Parmotrema acrotrychum

Scientific classification
- Domain: Eukaryota
- Kingdom: Fungi
- Division: Ascomycota
- Class: Lecanoromycetes
- Order: Lecanorales
- Family: Parmeliaceae
- Genus: Parmotrema
- Species: P. acrotrychum
- Binomial name: Parmotrema acrotrychum (Kurok.) Streimann (1986)
- Synonyms: Parmelia acrotrycha Kurok. (1979);

= Parmotrema acrotrychum =

- Authority: (Kurok.) Streimann (1986)
- Synonyms: Parmelia acrotrycha Kurok. (1979)

Species of lichen

Parmotrema acrotrychum is a species of lichen in the family Parmeliaceae.

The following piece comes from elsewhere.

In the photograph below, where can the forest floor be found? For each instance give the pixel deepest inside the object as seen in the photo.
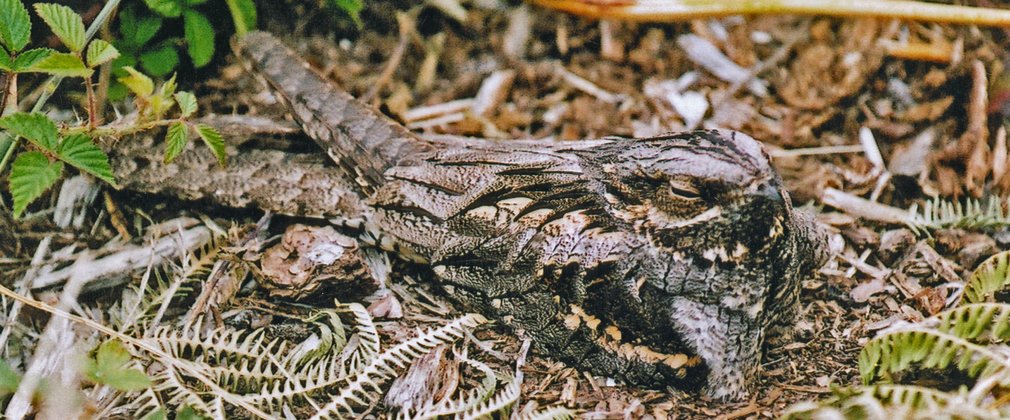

First discovered in Papua New Guinea, it was originally described in 1979 by Japanese lichenologist Syo Kurokawa as a species of Parmelia. Heinar Streimann transferred it to the genus Parmotrema in 1986. The lichen has also been found in Queensland (Australia) and Malaysia. It has been shown to contain a variety of secondary chemicals, including atranorin, fumarprotocetraric acid, succinprotocetraric acid, chloroatranorin, protocetraric acid, protolichesterinic acid, and lichesterinic acid.